I have a question about the difference two syntaxes of join in PySpark,
For example, I have these two dataframes
DF1
ID | NAME |
---|---|
1 | OLIVER |
2 | MICHAEL |
3 | JUSTIN |
DF2
ID | address |
---|---|
1 | BRAZIL |
1 | FRANCE |
2 | PORTUGAL |
2 | ARGENTINA |
3 | MEXICO |
Usually I use:
df1.join(df2, (col('df1.ID') == col('df2.ID')), 'left')
But sometimes I see people using:
df1.join(df2, 'ID', 'left')
So, my question is, what is the difference between this two codes?
I'm trying to understand the difference between the first and second syntax of join.
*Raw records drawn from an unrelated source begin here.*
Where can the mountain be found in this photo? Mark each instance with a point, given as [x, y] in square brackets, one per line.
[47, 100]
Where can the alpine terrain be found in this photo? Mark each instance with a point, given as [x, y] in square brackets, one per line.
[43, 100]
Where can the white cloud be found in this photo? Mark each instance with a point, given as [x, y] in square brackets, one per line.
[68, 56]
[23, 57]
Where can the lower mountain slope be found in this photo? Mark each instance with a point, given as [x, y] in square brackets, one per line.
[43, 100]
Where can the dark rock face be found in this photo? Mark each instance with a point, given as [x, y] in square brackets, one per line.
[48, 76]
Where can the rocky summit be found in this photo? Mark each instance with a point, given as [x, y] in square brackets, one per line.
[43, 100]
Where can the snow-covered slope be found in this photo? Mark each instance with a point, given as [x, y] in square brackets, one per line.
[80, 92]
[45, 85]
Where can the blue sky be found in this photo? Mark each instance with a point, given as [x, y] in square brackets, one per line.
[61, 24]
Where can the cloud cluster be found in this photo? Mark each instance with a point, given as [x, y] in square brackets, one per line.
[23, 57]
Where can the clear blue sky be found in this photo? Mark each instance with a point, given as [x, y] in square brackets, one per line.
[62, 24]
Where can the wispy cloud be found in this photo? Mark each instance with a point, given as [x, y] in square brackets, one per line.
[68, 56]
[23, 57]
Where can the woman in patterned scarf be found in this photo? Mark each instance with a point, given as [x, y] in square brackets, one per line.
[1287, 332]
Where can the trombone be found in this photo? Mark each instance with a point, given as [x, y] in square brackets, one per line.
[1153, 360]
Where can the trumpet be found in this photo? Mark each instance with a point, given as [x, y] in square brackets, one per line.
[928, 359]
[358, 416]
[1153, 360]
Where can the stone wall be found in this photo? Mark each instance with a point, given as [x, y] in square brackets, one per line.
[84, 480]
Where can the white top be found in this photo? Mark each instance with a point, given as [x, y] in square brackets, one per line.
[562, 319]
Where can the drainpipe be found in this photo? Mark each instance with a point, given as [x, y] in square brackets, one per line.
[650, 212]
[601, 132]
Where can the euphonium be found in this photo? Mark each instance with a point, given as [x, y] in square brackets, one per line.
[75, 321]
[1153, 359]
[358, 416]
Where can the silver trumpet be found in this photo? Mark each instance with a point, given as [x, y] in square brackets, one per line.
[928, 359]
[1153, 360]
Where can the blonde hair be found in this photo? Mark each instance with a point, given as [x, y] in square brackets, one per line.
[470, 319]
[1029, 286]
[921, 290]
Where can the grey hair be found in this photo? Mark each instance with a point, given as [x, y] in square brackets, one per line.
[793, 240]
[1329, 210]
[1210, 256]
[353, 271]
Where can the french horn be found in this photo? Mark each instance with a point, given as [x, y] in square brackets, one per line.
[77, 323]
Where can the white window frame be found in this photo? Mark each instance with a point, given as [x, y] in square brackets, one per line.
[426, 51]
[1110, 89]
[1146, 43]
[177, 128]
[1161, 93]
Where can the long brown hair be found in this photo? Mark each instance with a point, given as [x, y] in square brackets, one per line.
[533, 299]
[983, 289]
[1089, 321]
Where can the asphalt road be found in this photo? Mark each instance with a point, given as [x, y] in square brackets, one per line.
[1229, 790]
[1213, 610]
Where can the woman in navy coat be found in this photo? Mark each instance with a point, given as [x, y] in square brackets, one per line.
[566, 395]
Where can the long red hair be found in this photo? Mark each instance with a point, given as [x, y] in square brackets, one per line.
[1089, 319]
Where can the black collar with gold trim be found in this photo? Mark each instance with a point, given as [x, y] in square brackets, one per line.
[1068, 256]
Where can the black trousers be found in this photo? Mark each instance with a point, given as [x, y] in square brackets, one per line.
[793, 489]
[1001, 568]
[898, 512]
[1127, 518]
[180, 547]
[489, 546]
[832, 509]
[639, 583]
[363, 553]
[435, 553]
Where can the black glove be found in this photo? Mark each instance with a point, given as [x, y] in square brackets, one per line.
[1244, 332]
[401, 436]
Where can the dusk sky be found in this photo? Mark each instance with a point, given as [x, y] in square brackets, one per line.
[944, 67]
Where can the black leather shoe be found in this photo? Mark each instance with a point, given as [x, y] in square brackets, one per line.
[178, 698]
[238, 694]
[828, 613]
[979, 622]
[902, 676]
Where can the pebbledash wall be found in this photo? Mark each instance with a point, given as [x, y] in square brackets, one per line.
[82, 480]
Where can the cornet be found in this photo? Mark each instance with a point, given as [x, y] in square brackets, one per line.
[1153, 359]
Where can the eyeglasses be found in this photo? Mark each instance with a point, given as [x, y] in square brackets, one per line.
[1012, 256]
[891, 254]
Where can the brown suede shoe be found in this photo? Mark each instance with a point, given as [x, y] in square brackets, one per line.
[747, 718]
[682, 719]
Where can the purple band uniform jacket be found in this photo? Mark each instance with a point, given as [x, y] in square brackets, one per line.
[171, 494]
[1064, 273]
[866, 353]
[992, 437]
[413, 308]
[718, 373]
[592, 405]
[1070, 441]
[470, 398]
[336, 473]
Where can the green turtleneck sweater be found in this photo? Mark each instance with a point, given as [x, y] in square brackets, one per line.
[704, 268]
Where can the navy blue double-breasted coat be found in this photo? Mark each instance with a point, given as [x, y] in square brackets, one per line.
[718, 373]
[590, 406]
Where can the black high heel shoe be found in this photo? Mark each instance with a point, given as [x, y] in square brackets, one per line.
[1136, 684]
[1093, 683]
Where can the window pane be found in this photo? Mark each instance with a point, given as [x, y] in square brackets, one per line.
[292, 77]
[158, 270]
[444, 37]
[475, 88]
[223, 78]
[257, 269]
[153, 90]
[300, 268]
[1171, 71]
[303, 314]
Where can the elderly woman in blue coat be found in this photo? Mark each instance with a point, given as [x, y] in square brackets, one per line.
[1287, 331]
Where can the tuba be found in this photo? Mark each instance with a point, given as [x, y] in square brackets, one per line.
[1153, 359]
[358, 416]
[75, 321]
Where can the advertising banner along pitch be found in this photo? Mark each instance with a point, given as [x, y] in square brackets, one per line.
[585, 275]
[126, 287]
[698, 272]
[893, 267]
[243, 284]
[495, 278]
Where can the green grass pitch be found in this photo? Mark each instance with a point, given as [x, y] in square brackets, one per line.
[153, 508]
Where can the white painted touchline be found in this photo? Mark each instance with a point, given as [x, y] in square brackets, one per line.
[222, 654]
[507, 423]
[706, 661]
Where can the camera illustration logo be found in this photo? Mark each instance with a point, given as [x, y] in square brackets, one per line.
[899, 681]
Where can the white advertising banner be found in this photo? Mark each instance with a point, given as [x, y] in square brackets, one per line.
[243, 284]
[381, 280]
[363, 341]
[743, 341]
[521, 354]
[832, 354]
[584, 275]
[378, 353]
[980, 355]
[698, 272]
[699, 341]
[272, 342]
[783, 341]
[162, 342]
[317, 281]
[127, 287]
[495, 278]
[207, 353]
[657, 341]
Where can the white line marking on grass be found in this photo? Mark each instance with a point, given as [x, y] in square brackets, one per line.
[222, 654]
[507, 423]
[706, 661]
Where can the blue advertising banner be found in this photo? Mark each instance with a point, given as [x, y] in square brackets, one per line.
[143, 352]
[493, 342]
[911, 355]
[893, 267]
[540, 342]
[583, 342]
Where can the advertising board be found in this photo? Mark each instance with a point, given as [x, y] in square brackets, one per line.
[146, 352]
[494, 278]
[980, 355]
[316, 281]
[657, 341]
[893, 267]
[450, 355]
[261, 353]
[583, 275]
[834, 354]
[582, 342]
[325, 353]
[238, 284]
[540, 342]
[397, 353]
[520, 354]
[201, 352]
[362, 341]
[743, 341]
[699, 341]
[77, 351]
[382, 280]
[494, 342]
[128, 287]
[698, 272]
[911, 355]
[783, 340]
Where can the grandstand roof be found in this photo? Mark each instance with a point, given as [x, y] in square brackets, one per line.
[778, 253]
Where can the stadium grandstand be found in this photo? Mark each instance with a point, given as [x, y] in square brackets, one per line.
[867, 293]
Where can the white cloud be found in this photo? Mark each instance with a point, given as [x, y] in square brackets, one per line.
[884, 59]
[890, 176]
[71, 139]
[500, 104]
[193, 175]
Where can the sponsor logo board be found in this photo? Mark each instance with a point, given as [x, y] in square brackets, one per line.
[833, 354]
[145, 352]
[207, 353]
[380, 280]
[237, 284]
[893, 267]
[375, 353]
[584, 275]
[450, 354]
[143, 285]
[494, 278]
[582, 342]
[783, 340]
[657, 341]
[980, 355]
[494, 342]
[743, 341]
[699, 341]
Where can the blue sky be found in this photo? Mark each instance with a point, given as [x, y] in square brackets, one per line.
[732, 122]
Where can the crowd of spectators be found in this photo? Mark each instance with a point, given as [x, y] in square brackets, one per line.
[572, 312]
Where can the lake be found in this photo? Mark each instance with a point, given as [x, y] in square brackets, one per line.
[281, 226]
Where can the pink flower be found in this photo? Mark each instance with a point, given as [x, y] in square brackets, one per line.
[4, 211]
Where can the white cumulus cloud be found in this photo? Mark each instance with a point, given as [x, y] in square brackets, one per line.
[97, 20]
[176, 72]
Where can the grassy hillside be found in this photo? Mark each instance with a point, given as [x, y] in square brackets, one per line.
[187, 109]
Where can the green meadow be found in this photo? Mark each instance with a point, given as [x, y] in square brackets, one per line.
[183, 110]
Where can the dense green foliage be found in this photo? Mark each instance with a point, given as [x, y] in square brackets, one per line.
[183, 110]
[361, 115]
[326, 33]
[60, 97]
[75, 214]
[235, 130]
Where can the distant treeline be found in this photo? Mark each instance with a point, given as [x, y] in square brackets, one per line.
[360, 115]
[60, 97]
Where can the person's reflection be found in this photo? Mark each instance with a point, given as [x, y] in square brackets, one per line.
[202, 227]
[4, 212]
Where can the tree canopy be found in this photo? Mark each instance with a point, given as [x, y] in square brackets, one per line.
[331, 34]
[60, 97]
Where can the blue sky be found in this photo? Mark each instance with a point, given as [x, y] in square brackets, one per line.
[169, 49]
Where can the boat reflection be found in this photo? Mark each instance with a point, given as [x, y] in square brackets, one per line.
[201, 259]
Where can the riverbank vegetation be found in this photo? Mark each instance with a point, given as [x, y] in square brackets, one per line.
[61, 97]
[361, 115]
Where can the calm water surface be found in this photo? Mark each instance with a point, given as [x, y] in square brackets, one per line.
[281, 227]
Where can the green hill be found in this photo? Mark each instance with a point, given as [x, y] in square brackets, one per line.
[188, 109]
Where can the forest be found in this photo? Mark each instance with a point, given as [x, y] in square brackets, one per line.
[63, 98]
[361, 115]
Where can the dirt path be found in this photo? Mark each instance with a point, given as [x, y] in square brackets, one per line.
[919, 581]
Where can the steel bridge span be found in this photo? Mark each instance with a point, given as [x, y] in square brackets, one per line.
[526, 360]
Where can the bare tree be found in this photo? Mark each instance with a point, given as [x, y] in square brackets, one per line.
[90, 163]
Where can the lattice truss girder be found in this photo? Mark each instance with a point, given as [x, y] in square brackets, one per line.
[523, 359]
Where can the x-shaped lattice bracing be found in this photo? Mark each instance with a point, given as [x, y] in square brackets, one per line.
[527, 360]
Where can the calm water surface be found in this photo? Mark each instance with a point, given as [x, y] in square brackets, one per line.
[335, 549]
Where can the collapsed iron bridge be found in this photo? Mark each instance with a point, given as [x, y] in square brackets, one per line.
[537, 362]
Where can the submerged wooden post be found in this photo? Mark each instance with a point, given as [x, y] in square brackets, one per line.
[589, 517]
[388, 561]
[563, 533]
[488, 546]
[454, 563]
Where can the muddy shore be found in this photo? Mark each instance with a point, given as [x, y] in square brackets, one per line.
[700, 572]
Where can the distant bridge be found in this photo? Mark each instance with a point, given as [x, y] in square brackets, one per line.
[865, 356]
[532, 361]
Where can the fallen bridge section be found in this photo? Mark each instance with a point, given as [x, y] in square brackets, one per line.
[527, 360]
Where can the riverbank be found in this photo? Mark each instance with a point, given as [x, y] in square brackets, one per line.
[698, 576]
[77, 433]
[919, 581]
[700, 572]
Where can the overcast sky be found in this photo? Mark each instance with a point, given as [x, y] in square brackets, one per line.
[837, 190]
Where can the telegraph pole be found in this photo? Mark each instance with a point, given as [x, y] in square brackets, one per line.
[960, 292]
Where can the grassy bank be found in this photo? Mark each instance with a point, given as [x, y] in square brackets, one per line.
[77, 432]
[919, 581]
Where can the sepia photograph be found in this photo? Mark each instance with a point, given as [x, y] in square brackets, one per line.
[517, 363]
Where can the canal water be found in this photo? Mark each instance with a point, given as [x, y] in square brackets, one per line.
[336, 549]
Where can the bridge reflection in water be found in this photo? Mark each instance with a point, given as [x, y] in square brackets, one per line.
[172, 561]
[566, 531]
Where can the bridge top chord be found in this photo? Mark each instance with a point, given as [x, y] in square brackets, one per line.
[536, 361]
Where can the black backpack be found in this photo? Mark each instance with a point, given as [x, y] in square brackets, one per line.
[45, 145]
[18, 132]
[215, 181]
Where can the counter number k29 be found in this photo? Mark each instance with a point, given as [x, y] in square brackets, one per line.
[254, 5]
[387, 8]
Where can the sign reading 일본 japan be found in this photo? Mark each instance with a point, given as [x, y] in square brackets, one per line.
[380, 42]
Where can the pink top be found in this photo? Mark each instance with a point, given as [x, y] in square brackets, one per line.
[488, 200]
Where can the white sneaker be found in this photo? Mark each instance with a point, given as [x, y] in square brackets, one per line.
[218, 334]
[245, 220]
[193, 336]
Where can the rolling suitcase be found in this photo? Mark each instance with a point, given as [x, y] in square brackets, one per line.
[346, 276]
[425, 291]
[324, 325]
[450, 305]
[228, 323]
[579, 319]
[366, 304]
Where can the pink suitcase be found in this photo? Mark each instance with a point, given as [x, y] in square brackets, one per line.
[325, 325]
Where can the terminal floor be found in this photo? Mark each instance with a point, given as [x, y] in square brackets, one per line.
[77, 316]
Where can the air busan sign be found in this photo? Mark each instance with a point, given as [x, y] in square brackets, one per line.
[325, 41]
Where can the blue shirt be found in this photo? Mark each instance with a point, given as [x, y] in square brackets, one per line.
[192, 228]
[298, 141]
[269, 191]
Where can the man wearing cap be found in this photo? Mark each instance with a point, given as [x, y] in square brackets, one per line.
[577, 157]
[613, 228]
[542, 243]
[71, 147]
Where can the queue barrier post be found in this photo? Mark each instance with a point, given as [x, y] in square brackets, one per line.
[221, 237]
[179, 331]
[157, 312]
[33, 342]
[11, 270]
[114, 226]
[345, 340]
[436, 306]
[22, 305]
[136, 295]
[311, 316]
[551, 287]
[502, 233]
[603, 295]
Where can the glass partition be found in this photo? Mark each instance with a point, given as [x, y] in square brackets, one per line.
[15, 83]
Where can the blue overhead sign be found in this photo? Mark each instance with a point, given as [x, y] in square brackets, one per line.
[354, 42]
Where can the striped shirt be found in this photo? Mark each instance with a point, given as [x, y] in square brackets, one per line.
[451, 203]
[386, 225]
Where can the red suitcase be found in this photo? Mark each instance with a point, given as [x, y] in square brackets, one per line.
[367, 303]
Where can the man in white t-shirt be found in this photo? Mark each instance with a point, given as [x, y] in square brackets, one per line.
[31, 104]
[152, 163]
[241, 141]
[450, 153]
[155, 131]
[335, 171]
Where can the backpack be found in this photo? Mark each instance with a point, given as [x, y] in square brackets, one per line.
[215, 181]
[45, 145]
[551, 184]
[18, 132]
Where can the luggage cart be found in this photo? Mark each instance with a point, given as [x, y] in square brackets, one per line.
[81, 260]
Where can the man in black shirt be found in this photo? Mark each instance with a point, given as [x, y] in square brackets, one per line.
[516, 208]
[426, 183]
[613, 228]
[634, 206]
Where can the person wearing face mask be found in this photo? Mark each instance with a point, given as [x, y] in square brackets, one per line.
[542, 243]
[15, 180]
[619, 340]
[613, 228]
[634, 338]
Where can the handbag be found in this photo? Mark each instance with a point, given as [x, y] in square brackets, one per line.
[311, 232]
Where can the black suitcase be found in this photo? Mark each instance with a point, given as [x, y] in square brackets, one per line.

All of the following mean the same thing:
Join | Desc | Type of second arg on |
---|---|---|
df1.join(df2, 'ID') |
a string for the join column name | str |
df1.join(df2, ['ID']) |
a list of column names | List[str] |
df1.join(df2, col('df1.ID') == col('df2.ID')) |
a join expression (Column) | pyspark.sql.column.Column |
df1.join(df2, df1.ID == df2.ID) |
a join expression (Column) | pyspark.sql.column.Column |
If you had a composite key of two columns (ck1, ck2
) instead of single ID
. All of the following mean the same thing:
Join | Desc | Type of second arg on |
---|---|---|
df1.join(df2, ['ck1', 'ck1']) |
a list of column names | List[str] |
df1.join(df2, [col('df1.pk1') == col('df2.pk1'), col('df1.pk2') == col('df2.pk2')]) |
list of join expressions | List[pyspark.sql.column.Column] |
df1.join(df2, [df1.ck1 == df2.ck1, df1.ck2 == df2.ck2]) |
list of join expressions | List[pyspark.sql.column.Column] |
Ignoring the how='left'
as it's same
As documentation of DataFrame.join()
says:
DataFrame.join(other: pyspark.sql.dataframe.DataFrame,
on: Union[
str,
List[str],
pyspark.sql.column.Column,
List[pyspark.sql.column.Column],
None
] = None,
how: Optional[str] = None
) → pyspark.sql.dataframe.DataFrame[source]
on
:str
,list
orColumn
, optional
- a string for the join column name,
- a list of column names,
- a join expression (Column), or
- a list of Columns.
If on is a string or a list of strings indicating the name of the join column(s), the column(s) must exist on both sides, and >this performs an equi-join.